Recommendation: This is part of a moderately niche genre, but an excellent example of it
Where to read: In the middle of an Australian summer
Read with: A large selection of Polish cured meats
In brief: There is absolutely no chance you will ever find me on a 8000m peak. The chances of me binge-reading a good mountaineering book, however, are very high, and this is one of the classics of the genre.
I do not precisely remember when I first became fascinated by mountaineering literature but the (perhaps unlikely) catalyst was a piece in Men’s Journal about the 2008 disaster on K2. The full piece is well worth reading, although it should be noted that some of the factual assertions have been challenged over time. In summary, however, 11 climbers were killed and more were seriously injured over just two days in a series of falls, accidents and avalanches on the upper slopes of K2. The death toll, and the nightmarish scenarios in which they occurred, underscored both K2’s reputation as a challenge for even very serious mountaineers and its shockingly high mortality rate.
Published in 1987, Curran’s narrative covers older and even deadlier terrain, skating through some of the early and often fatal attempts on K2 and focusing on the catastrophic 1986 season to which Curran was witness. That year, a bevy of international expeditions, one of which included Curran, converged on the mountain. The veritable NATO summit included Italian, Basque, French, British, Polish, German, Swiss, Austrian and American climbers, with a ‘vast army’ of Koreans thrown in for good measure. Some of the expeditions were also accompanied by Pakistani High Altitude Porters (HAPs), who play a similar role as Sherpas in the Himalayas.
Over the course of the summer, 13 climbers would be killed in a litany of a small tragedies accelerating towards a devastating climax in the early days of August. First were two Americans, Alan Pennington and John Smolich, killed by a freak avalanche between Camps 1 and 2 towards the end of June. Three days later, French couple Maurice and Lilliane Barrard vanished on the descent following an harrowing overnight bivouac near the summit with four other climbers who barely made it down themselves. In early July, Polish climber Tadeusz Piotrowski lost both crampons and fell to his death, again on the descent. Six days later, Renato Casarotto, a legendary solo climber, turned around near the summit but fell into a crevasse within sight of Base Camp where his wife was waiting – he was pulled out by fellow climbers but died shortly after. Around 4 August, Polish climber Wojciech Wroz abseiled off the end of a fixed rope on the upper slopes on his descent (probably) and Mohammed Ali, the Sirdar (leader) of the HAPs with the South Korean team, was killed below Camp 1 by a stone fall. Then, between 6 and 10 August, five climbers died as a storm battered K2’s slopes. Julie Tullis, the first British woman to climb K2, died at Camp 4 (probably of high-altitude pulmonary oedema) while Al Rouse, the leader of the British expedition and the main trail breaker during their summit push, became incapacitated and was left in his tent at Camp 4. After days at Camp 4, the survivors tried to descend during a break in the storm but Austrians Alfred Imitzer and Hannes Wieser and Mrufka Wolf, the first Polish woman to summit, never made it back.

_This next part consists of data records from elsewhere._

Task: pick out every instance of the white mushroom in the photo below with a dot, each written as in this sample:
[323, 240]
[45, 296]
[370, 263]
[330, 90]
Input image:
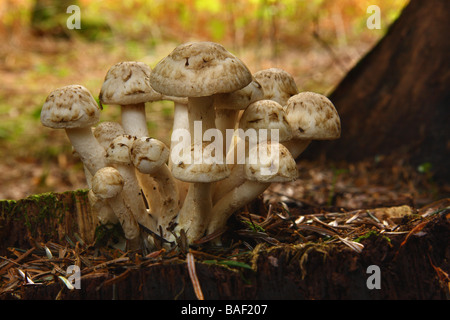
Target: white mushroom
[107, 183]
[198, 71]
[74, 109]
[312, 116]
[150, 156]
[278, 85]
[267, 162]
[128, 84]
[257, 123]
[118, 156]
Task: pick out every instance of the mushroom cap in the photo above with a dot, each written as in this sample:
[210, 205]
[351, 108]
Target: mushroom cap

If this sounds like a rather depressing roll call you would be correct. Curran does his level best to highlight some of the titular triumph but it rings hollow in the face of such unrelenting carnage. He also tries to explain the motivations of those who chose to stay despite the mounting death toll and what must have been the growing suspicion that the year was cursed. I am sure his explanations are unnecessary for some and sufficient for others but to me it is entirely anathema. This is not a critique of him – no writer has ever explained it to my complete rational or emotional satisfaction, nor can I comprehend justifying the risk and consequent anguish to loved ones. That said, there are parts of the narrative I find astounding but which Curran either skates over or finds unremarkable, particularly the frankly unconscionable fact that, by August, Al Rouse’ partner was eight months pregnant with their first child.
A better counterbalance to the misery is Curran’s prose; he writes beautifully, with a delightfully sly sense of humour, abundance of sarcasm and charming self-deprecation, particularly when recounting his disastrous attempts to ski. His portraits of some of the individual climbers are also affecting, if often a tad brutal (one is described as having political views ‘far to the right of Ghengis Khan’, another ‘Kurt by name and curt by nature’). I will acknowledge, for good order, that some will not find his style quite as entertaining – I thought it was deeply amusing, but there is a mild dose of good ol’ English snobbery which could be grating for some readers.
Books about mountaineering disasters are a strange, but often bestselling, genre and this is probably one of the better ones. As with Jon Krakauer’s Into Thin Air, it is probably wise to treat it with some scepticism however it is undoubtedly an absorbingly written account of the kind of predicament most of us, gods willing, will never encounter.